Nein. Erst war es ein Brotjob. Wir haben auf jüdischen Hochzeiten gespielt, und eigentlich habe ich Klezmer erst durch diese Hochzeiten kennengelernt. Irgendwann hatten wir keine Lust mehr, immer Begleitband zu sein, und haben dann gesagt: Wir spielen jetzt Klezmermusik. Und die Klezmermusik war für mich schon eine sehr große Einflusswelt, das ist eine Musik, die ja alles beschreibt, wirklich alles: ganz tragische Melodien und dann die völlig abgefahrenen, wilden Tanzstücke. Klezmermusik ist eigentlich eine Berg-und-Tal-Fahrt – einfach etwas, was man für Filmmusik gebrauchen kann, dieses ganze Register von Emotionen.
Klezmer ist ja mit der Zeit auch ein populärer Trend geworden und hat immer größere Hallen gefüllt. Jetzt haben Sie aufgehört. War es Ihnen schon zu sehr Mainstream?
Irgendwann ist mein Interesse an dieser reinen Nische auch ein bisschen erloschen. Ich habe dann parallel mit Dani angefangen, Filme zu machen, und habe gemerkt, dass ich viel mehr Variationen in der Filmmusik finde. Ich kann mal einen Trip-Hop-Chor machen wie bei STILLE NACHT oder wirklich ein volles Orchester verwenden, Filmmusik ist einfach viel spielerischer.
Wie wichtig ist Livemusik in Ihren Filmen? Bringt es besondere Qualitäten in eine Filmmusik, wenn wenig elektronisch gemacht wird und viel mit echten Musikern?
Ich probiere, möglichst viele Live-Instrumente in der Filmmusik zu verwenden, weil jeder Musiker, der noch spielt, das Instrument anders spielt, als wenn ich es auf dem Synthesizer einklicke. Und ich finde, die Musik braucht diesen Raum, also nicht nur den Raum an sich, sondern diesen Raum von Menschen, die vielleicht sogar eine Melodie, die ich mir ausgedacht habe, plötzlich ganz anders spielen, so dass ich merke: Wow, das ist ja viel besser. Und wenn ich das auf dem Synthesizer einspiele, so einfach, TA-TA-TA-TI (singt eine Melodie und spielt mit der rechten Hand pantomimisch Synthesizer), und ein anderer Instrumentalist macht DA-TAN-DANG (singt die gleiche Melodie leicht verändert und ahmt ein anderes Instrument nach), da merk ich: Ach ja, stimmt, ist ja eigentlich viel lebendiger. Und so ist es auch mit Orchestern – es gibt ganz tolle Orchestersamples. Aber es ist immer noch ein Unterschied, wenn neunzig Leute einen Ton spielen oder einer ihn auf dem Synthesizer spielt.
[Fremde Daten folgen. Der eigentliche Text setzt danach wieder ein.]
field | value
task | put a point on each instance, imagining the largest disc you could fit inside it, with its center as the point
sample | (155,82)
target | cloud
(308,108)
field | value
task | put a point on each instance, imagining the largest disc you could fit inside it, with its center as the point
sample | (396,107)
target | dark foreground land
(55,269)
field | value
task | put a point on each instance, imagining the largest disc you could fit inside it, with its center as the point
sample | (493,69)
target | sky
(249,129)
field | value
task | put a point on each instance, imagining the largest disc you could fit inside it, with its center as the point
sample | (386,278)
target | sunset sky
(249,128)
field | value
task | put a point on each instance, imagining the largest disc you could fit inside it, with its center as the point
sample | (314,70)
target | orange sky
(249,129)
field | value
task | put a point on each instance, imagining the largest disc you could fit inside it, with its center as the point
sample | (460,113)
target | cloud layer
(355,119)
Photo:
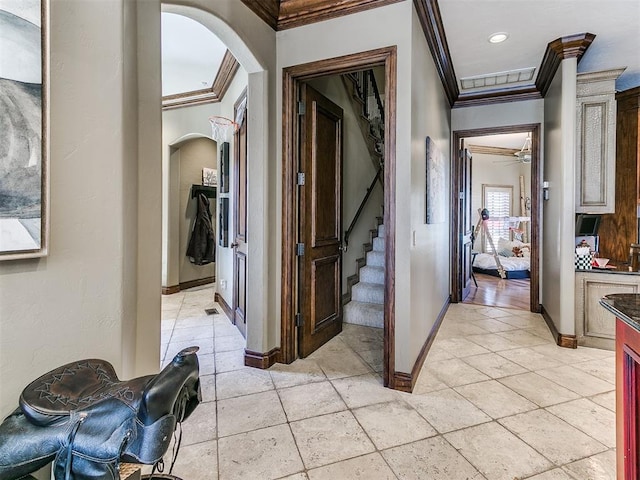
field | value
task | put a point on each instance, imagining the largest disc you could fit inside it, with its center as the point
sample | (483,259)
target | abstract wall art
(23,129)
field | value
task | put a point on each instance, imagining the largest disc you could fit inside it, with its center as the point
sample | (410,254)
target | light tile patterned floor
(496,400)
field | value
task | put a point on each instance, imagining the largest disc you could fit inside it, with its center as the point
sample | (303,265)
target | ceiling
(531,26)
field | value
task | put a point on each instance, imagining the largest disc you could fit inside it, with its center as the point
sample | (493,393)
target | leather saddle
(86,420)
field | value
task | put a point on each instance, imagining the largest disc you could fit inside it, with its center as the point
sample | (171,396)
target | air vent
(498,79)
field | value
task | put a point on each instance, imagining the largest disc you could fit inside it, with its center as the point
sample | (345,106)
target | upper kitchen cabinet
(596,141)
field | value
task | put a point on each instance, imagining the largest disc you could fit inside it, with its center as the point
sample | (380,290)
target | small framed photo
(209,177)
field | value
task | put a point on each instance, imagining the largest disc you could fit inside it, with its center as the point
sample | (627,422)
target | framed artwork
(209,177)
(24,166)
(436,184)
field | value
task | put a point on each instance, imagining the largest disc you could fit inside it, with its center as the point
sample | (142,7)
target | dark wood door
(320,221)
(466,225)
(239,244)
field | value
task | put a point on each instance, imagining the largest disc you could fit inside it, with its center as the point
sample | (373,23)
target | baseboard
(224,305)
(261,360)
(170,290)
(405,382)
(186,285)
(562,339)
(197,283)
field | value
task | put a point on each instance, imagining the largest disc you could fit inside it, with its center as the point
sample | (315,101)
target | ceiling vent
(498,79)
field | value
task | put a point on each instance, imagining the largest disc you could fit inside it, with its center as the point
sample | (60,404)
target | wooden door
(320,222)
(239,244)
(466,225)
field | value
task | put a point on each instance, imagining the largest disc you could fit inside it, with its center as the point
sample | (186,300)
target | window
(498,200)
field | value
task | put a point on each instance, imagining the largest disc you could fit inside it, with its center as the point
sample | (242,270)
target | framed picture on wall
(24,110)
(224,167)
(435,184)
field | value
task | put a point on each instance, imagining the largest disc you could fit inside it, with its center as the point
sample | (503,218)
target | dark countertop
(625,306)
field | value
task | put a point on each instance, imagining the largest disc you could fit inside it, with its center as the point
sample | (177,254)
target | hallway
(496,399)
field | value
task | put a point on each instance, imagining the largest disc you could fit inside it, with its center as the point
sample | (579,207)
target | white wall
(86,300)
(558,290)
(497,170)
(357,173)
(427,244)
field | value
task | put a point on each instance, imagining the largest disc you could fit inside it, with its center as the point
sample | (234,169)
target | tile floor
(496,399)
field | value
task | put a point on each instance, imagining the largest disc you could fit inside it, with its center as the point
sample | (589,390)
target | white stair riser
(363,314)
(375,259)
(371,274)
(368,293)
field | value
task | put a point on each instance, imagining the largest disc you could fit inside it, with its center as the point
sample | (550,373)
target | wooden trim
(186,285)
(228,68)
(503,95)
(433,28)
(261,360)
(170,290)
(562,340)
(536,202)
(224,305)
(561,48)
(267,10)
(405,382)
(196,283)
(304,12)
(292,78)
(488,150)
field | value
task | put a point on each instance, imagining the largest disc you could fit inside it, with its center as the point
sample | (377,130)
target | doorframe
(536,197)
(292,77)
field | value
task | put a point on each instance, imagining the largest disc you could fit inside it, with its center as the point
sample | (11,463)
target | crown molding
(572,46)
(228,68)
(433,28)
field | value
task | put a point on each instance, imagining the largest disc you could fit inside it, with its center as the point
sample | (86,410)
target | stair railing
(360,208)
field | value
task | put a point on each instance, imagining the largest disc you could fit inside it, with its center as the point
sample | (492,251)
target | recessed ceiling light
(498,37)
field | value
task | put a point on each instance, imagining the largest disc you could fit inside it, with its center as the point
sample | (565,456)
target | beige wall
(358,172)
(194,155)
(558,290)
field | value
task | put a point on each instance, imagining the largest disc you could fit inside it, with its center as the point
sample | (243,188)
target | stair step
(378,244)
(361,313)
(375,258)
(370,274)
(368,292)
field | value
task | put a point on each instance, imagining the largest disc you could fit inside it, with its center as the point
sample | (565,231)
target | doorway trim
(536,175)
(292,78)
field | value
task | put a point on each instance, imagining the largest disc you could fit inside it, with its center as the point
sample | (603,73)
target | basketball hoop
(222,128)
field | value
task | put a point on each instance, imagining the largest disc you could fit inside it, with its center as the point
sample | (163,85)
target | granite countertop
(625,306)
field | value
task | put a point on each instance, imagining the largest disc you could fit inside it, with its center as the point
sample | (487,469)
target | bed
(514,266)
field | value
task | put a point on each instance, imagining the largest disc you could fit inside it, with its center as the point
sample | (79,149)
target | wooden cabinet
(618,231)
(595,326)
(596,141)
(627,400)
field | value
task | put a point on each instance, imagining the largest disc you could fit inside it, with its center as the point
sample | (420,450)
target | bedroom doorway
(495,248)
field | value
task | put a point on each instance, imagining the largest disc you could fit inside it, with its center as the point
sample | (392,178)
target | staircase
(366,306)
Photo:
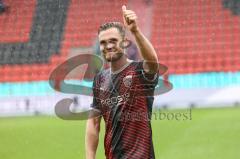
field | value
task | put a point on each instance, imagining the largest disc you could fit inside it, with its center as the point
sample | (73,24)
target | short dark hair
(109,25)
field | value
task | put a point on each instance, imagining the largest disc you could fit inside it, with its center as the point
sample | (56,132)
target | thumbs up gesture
(129,19)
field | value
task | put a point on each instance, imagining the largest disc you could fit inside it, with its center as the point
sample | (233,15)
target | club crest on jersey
(127,81)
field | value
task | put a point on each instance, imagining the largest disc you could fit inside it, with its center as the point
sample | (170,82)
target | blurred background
(198,40)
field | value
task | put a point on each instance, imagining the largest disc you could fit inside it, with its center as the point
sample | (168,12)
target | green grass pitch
(211,134)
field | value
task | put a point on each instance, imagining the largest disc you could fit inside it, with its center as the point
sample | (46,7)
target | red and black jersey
(125,100)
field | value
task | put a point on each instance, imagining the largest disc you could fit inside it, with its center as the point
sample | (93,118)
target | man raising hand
(118,94)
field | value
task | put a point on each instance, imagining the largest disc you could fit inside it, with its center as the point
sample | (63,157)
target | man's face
(110,40)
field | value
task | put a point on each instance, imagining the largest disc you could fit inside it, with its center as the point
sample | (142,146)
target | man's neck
(117,65)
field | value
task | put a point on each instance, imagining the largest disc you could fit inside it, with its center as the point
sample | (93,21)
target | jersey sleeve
(96,101)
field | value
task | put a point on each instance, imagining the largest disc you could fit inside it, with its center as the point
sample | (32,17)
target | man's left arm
(147,51)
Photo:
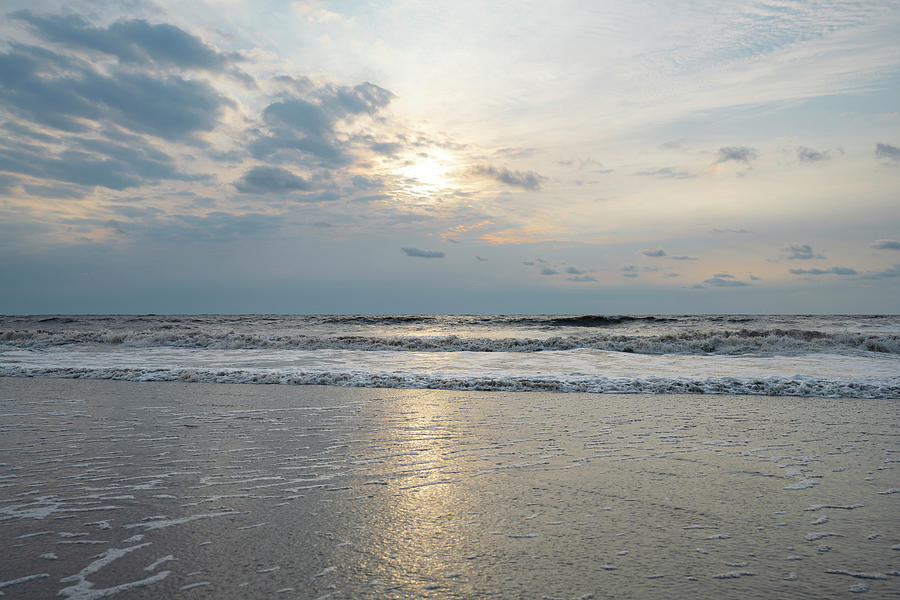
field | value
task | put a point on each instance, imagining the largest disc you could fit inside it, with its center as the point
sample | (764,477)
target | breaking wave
(766,386)
(737,341)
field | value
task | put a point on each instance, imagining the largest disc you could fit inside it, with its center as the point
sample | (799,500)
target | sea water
(804,355)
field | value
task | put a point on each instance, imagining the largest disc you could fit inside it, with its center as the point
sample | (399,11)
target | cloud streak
(417,253)
(524,179)
(831,271)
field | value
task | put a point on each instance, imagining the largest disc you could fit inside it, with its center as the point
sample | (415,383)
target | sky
(276,156)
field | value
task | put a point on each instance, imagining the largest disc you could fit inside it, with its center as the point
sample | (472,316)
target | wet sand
(160,490)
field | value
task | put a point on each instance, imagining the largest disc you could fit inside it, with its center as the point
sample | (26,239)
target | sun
(430,170)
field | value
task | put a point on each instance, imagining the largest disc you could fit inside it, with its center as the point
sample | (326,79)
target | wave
(738,341)
(765,386)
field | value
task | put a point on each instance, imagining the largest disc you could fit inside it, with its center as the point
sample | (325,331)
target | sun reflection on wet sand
(251,491)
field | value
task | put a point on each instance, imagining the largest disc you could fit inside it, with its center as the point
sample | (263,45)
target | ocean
(850,356)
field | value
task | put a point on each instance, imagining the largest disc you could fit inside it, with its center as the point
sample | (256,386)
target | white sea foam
(798,356)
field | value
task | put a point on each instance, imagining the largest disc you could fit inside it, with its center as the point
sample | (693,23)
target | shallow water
(200,490)
(833,356)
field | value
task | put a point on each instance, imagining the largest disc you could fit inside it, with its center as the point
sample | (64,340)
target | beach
(169,489)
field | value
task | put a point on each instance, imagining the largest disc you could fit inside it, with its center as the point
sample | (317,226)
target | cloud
(575,271)
(633,270)
(7,182)
(67,94)
(91,162)
(301,128)
(801,252)
(725,280)
(743,154)
(666,173)
(654,252)
(415,252)
(805,154)
(525,179)
(888,273)
(131,41)
(55,191)
(265,180)
(887,151)
(831,271)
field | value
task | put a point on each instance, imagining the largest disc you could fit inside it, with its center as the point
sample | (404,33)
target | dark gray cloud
(666,173)
(586,163)
(725,280)
(372,198)
(805,154)
(303,129)
(801,252)
(657,252)
(386,148)
(633,270)
(525,179)
(130,41)
(417,253)
(887,151)
(55,91)
(92,162)
(831,271)
(743,154)
(888,273)
(266,180)
(365,98)
(215,227)
(55,191)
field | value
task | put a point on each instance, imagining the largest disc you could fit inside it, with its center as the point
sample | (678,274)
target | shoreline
(774,386)
(245,491)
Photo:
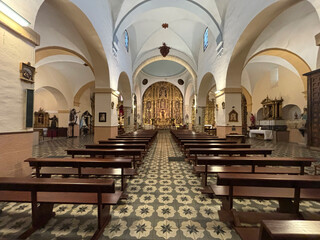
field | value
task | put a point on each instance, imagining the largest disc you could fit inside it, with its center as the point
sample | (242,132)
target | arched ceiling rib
(143,22)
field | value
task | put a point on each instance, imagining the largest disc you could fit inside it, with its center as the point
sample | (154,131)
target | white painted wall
(13,50)
(293,30)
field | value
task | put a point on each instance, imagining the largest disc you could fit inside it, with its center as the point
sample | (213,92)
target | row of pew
(244,172)
(118,156)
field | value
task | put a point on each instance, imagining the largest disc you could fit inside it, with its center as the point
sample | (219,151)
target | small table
(267,133)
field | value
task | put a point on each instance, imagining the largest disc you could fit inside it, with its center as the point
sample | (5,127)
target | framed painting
(102,116)
(27,72)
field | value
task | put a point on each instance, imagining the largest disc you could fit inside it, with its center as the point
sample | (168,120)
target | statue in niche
(252,120)
(73,117)
(40,118)
(54,121)
(163,91)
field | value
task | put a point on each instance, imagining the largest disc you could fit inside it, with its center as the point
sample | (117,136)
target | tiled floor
(164,200)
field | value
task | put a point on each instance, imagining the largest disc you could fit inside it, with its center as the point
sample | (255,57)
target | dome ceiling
(163,68)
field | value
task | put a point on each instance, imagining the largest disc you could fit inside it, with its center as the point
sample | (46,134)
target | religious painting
(27,72)
(233,116)
(162,105)
(102,116)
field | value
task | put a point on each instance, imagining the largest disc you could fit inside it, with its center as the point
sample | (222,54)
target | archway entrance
(162,105)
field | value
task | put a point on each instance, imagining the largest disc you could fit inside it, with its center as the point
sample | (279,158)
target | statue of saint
(252,120)
(54,121)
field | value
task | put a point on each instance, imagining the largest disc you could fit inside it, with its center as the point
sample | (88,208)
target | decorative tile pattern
(164,200)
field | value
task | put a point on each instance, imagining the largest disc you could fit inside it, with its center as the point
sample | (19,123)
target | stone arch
(289,111)
(207,83)
(124,87)
(294,59)
(170,58)
(248,37)
(76,99)
(45,52)
(60,98)
(91,38)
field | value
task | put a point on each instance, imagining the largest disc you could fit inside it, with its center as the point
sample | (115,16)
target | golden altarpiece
(272,109)
(162,105)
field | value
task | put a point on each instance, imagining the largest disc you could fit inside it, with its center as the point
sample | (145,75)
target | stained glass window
(205,39)
(126,40)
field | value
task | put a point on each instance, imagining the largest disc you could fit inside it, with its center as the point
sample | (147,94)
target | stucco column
(63,118)
(106,115)
(128,119)
(187,115)
(199,121)
(228,101)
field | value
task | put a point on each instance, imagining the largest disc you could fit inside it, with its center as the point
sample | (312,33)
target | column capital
(227,90)
(107,90)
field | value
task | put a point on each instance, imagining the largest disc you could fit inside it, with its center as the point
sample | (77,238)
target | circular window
(180,81)
(145,81)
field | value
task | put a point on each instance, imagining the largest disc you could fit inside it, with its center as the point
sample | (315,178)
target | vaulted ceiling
(187,20)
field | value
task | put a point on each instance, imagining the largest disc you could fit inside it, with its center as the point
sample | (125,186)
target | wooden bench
(126,141)
(282,229)
(43,193)
(109,152)
(284,188)
(228,151)
(45,167)
(116,145)
(256,165)
(187,146)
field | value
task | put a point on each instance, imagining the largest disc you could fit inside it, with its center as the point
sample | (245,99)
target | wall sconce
(8,11)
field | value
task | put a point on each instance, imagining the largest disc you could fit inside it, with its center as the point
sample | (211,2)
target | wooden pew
(187,146)
(283,188)
(125,141)
(116,145)
(183,142)
(43,193)
(255,165)
(229,151)
(281,229)
(45,167)
(108,152)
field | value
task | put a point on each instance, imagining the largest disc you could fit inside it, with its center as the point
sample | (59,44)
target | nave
(164,199)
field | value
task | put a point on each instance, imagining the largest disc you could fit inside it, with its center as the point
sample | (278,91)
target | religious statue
(252,120)
(54,121)
(73,117)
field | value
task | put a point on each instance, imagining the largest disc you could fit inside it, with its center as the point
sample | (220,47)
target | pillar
(63,118)
(106,115)
(231,99)
(128,119)
(199,121)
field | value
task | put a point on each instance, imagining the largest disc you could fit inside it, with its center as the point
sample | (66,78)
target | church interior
(201,119)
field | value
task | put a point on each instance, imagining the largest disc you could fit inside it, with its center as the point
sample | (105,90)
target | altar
(266,133)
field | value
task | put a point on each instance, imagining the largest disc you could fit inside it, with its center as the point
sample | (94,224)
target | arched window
(126,40)
(205,39)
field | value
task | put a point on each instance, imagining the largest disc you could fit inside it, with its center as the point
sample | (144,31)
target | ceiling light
(13,15)
(219,45)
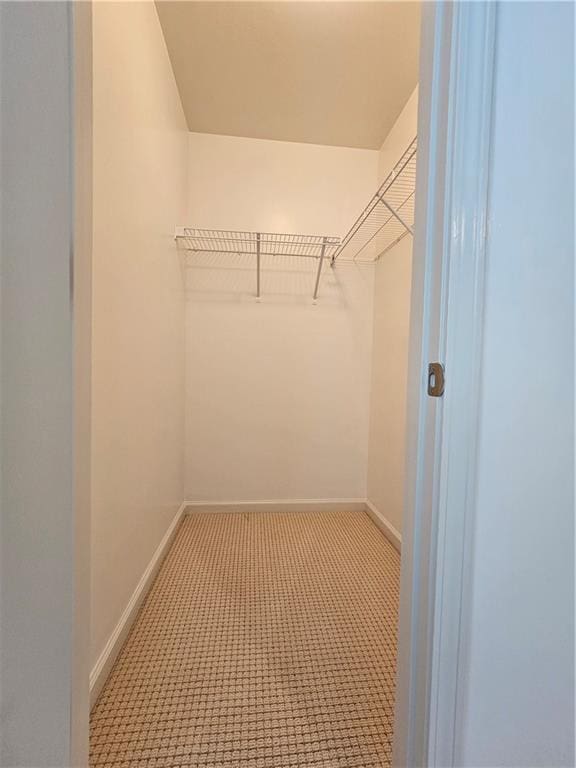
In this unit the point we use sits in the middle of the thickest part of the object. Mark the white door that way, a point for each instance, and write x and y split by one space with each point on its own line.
486 667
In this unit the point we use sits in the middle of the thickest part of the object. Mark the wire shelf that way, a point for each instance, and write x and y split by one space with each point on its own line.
388 217
259 244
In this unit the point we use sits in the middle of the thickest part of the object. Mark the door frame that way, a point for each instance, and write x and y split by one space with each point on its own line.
449 266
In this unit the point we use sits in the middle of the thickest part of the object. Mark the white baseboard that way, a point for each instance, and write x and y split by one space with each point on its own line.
105 661
279 505
393 536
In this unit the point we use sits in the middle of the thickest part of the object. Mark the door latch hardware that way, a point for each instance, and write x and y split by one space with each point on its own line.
435 379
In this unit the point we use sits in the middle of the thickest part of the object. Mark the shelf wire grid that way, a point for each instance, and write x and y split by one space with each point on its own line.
242 243
378 228
259 245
Spielen Sie auch selber manchmal noch mit bei diesen Einspielungen?
Ja. Es passiert oft, dass ich zum Beispiel Sachen layoutmäßig singe, oder dass ich auf der Gitarre … also ich bin nicht Gitarrist, aber ich probiere es dann einfach so einzuspielen. Zum Beispiel bei MEIN FÜHRER [– DIE WIRKLICH WAHRSTE WAHRHEIT ÜBER ADOLF HITLER] wollte ich eine singende Säge haben. Ich hatte dann keine. Aber ich wollte so einen Effekt wie in diesen alten Nazifilmen: Wenn es da unheimlich wird, kommt]die singende Säge oder das Teramin – das ist ein elektronisches Instrument. Und da habe ich einfach ausprobiert, ich habe gepfiffen und das eine Oktave runtergestimmt, und plötzlich klang das wie eine singende Säge – und am Schluss ist es im Film drin geblieben. Oder es ist mir auch schon passiert, dass ich Sänger hatte und habe denen immer vorgesungen, wie sie singen sollen. Und irgendwann habe ich gemerkt: Eigentlich kann ich es selber singen. Das gibt es dann manchmal schon.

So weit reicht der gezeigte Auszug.